FGTS possui alcance que poucos conhecem: tribunais confirmam que trabalhador pode usar o fundo para custear tratamento de doenças graves de pais e filhos
O Fundo de Garantia do Tempo de Serviço (FGTS) foi criado pela Lei nº 8.036/1990 com o objetivo de servir como uma reserva financeira do trabalhador, garantindo recursos em situações específicas como demissão sem justa causa, aposentadoria, compra da casa própria ou em casos de doenças graves. Ao longo do tempo, o FGTS se tornou um instrumento essencial de proteção social no Brasil. O saque em situações de saúde foi pensado como uma forma de aliviar o impacto financeiro de tratamentos de alto custo que podem comprometer a renda da família. Tradicionalmente, a regra previa a liberação apenas para o titular da conta em caso de diagnóstico de determinadas doenças.

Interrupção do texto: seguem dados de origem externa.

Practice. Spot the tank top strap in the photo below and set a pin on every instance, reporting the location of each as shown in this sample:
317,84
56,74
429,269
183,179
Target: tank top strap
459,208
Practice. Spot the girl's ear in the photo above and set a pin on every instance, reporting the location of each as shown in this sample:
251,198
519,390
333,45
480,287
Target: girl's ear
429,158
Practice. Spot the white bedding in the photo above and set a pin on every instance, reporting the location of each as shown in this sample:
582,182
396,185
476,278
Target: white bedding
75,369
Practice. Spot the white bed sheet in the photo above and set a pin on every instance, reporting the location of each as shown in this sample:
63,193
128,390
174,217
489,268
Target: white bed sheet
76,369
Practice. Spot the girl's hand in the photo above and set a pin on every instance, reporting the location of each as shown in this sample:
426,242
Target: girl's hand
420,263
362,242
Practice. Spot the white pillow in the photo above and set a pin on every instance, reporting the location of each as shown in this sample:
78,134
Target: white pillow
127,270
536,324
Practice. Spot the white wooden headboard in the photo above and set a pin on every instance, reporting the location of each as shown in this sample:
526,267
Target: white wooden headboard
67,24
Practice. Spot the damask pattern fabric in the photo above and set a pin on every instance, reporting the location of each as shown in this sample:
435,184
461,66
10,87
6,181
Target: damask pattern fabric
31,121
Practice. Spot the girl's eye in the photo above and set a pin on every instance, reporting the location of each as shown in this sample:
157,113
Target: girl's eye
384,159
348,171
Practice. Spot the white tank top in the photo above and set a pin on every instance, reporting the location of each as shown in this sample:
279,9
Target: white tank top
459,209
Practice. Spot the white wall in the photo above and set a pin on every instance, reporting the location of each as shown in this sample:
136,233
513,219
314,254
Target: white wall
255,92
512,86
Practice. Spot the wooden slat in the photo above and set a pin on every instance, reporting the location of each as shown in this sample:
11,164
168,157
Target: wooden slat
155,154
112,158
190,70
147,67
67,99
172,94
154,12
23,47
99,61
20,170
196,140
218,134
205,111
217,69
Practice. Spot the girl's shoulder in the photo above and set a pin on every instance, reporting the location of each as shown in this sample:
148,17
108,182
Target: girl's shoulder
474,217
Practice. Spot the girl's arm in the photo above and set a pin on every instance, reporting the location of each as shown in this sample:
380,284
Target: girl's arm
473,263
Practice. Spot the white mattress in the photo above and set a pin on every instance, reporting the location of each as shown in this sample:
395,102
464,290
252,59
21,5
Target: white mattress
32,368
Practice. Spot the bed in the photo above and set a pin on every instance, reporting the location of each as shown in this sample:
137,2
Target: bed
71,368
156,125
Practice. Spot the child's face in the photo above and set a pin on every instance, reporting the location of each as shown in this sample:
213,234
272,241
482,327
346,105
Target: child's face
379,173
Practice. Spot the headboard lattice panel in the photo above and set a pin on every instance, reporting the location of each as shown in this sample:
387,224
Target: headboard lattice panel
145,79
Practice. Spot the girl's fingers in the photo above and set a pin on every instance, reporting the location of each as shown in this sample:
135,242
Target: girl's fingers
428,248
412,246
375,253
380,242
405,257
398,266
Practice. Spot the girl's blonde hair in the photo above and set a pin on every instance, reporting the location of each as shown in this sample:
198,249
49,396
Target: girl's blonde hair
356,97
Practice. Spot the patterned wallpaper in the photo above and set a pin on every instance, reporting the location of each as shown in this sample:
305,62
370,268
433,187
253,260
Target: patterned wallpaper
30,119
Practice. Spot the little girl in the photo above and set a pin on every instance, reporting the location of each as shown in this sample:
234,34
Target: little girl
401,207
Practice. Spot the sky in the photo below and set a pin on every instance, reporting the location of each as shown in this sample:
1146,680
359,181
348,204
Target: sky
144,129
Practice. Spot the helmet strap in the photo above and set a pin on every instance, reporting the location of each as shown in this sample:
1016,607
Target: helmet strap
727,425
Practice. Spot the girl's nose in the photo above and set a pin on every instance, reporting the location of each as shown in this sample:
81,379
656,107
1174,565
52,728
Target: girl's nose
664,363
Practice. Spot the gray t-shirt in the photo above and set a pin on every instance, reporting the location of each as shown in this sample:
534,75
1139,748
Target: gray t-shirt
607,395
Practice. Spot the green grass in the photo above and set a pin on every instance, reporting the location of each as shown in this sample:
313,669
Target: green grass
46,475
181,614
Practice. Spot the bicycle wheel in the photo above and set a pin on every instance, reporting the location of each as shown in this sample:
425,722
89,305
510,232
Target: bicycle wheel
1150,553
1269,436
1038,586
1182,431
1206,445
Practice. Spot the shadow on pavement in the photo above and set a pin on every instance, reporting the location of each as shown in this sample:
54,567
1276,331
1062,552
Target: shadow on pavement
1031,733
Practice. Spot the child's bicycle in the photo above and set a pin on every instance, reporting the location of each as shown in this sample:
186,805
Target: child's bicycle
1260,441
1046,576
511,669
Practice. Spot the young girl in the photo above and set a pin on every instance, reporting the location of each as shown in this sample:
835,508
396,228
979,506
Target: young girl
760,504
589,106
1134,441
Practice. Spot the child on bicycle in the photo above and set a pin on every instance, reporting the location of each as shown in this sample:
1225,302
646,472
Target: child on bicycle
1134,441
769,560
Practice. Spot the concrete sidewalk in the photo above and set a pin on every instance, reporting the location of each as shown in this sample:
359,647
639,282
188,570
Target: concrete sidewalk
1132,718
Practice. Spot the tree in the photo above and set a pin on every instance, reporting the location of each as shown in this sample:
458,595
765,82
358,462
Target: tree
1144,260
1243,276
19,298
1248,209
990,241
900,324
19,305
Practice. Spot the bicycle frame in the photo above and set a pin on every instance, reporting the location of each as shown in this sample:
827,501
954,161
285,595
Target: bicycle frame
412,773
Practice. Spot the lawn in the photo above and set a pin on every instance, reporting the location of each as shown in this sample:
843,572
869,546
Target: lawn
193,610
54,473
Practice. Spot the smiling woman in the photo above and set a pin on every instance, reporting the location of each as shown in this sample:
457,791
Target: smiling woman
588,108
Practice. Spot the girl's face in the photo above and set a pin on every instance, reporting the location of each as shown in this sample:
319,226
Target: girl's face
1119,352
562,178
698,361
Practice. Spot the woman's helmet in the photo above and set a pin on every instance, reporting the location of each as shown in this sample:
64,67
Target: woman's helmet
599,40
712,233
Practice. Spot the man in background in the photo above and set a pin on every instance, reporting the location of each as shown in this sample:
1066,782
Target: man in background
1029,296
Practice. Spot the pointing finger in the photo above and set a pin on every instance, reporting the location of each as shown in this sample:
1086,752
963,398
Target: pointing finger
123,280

Porém, uma evolução recente da jurisprudência vem mudando esse cenário.
A lista de doenças graves prevista em lei
O artigo 20 da Lei nº 8.036/1990 estabelece que o trabalhador pode sacar o FGTS em situações de “doenças graves”.
A Caixa Econômica Federal regulamenta esse procedimento e disponibiliza inclusive um relatório médico padrão para que os pedidos sejam analisados.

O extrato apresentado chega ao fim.